By Ole Hansen
It is said that the best cure for a low price is a low price. This is an apt description for what’s happened in global oil markets these past couple of years. The raised risk of supply disruptions following the Arab Spring in 2011 triggered a three-year period where high but also relatively stable prices became the norm. During this time, the Organization of the Petroleum Exporting Countries (OPEC) crude oil basket was averaging close to $108/barrel but while the world was preoccupied with the risk of even higher prices, a revolution occurred on the supply side.
High and stable prices helped support the developments of high cost production techniques. This led to the emergence of additional barrels from shale rock formations in the U.S., oil sands in Canada and deep sea sites of the coast of Brazil. By the summer of 2014, several supply disruptions from OPEC producers had begun to fade and this helped trigger a major change with the price risk suddenly being skewed more to the downside.
Following Saudi Arabia’s surprising but necessary decision not to support the price and later OPEC’s decision to remove the production ceiling, oil was left to balance itself. The 77% price collapse seen up until January was the medicine that was required to cure the rising imbalance between supply and demand.
While OPEC has been keeping the taps running at capacity in order to defend market shares and revenues, non-OPEC producers, especially in the U.S. have felt the pain. The slowing of production following months of decreasing oil rig numbers finally helped establish a bottom back in January. Since then, the price of crude oil has nearly doubled before hitting a stumbling block above $50/b.
The latest leg of the rally was supported by continued demand growth together with multiple and major supply disruptions emerging since May.
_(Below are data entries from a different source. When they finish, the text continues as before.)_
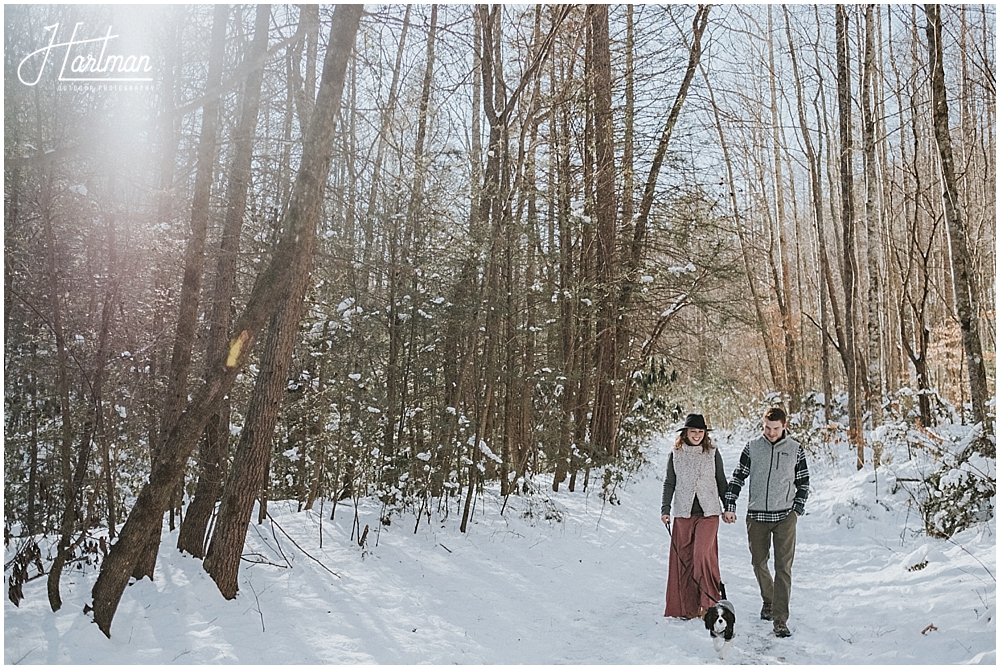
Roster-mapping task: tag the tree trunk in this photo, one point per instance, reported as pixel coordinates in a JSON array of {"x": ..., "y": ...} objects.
[
  {"x": 855, "y": 426},
  {"x": 604, "y": 421},
  {"x": 62, "y": 386},
  {"x": 966, "y": 301},
  {"x": 215, "y": 444},
  {"x": 271, "y": 290},
  {"x": 873, "y": 224},
  {"x": 792, "y": 377},
  {"x": 180, "y": 364}
]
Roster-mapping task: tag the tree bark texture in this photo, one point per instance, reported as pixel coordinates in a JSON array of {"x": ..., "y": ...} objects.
[
  {"x": 271, "y": 290},
  {"x": 215, "y": 442},
  {"x": 966, "y": 303},
  {"x": 855, "y": 418}
]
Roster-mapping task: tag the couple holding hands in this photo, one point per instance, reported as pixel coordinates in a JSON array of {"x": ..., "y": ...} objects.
[{"x": 696, "y": 494}]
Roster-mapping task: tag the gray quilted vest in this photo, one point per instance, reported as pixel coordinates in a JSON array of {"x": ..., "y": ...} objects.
[{"x": 772, "y": 474}]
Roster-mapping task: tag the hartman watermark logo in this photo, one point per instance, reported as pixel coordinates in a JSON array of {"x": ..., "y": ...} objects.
[{"x": 85, "y": 61}]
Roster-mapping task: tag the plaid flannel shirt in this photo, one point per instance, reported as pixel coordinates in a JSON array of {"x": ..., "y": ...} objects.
[{"x": 739, "y": 478}]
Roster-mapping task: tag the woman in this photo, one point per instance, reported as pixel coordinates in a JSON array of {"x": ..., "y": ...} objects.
[{"x": 696, "y": 482}]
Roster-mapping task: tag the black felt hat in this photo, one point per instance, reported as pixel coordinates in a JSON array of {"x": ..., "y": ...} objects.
[{"x": 695, "y": 421}]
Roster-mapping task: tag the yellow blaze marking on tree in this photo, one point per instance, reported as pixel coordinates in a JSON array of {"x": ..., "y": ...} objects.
[{"x": 235, "y": 347}]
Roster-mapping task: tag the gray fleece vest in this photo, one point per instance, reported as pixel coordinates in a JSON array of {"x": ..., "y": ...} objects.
[{"x": 772, "y": 474}]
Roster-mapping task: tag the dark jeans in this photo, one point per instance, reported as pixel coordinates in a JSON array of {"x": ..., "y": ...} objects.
[{"x": 777, "y": 589}]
But the return back above $50/b proved relatively short-lived on speculation that high-cost producers might be able to recover sooner than expected.
Several consecutive weekly rises in the number of U.S. rigs since last August helped support this view and triggered worries that the rebalancing process could run out of steam on the back of the high-cost production slowdown coming to an end.
The Brexit vote sparked a major round of risk aversion across global assets. With the U.K. being a small player from an oil-demand perspective, the selloff was mostly driven by the risk of a wider political macroeconomic impact. Growth prospects across some of the world’s major economies, including the U.S. and China are a much bigger worry and one that could potentially delay the rebalancing process further.
A lower oil price will however help support the rebalancing process by delaying high-cost producers’ investment plans, especially in the U.S.
Hedge funds jumped on the rally back in February and by April they had accumulated a record long position in Brent and WTI crude of more than 650 million barrels. As the price returned to $50/b, increased signs that high-cost producers showed signs of making a comeback helped trigger renewed selling. The number of oil rigs operated in the U.S. has been rising in five out of the last six weeks. This has been seen by the market that the breakeven level for some of the most efficient U.S. oil producers has fallen to $50 from around the $60 level where oil peaked last June.
In response to this, we at Saxo Bank have recently seen hedge funds reduce their gross-long by 27% on a combination of longs being reduced while new short positions have been added. This reduction helps to explain why oil has fallen back towards $45 during July.
During the peak summer months for U.S. gasoline demand we have seen gasoline inventory levels remain stubbornly high and as the peak driving season comes to a close it has raised some concerns about refinery demand going forward. Likewise in Asia very strong demand from Chinese refineries during the past six months are showing signs of slowing with gasoline inventories building up as refinery margins come under pressure.
In addition we are seeing supply from Canada, Nigeria and now potentially also Libya returning. These additional barrels will hit a relatively weak and still oversupplied market.
July and especially August have been two challenging months for oil prices during the past couple of years and with that in mind considering the recent developments in rigs, returning supply and the risk of weaker demand we could see oil be challenged in the short term. However, the oil market is now much more balanced than at this time last year so we do not see any major selloff from here.
During the current quarter there is an outside risk that Brent crude oil could fall as low as $43 but we maintain the view that such a level would help speed up the rebalancing by delaying any further progress among U.S. high cost producers. We view the $45/b to low $50s/b range as the most likely area for oil during the coming months before eventually rising towards $60 during 2017.
Ole Hansen is the Head of Commodity Strategy at Saxo Bank.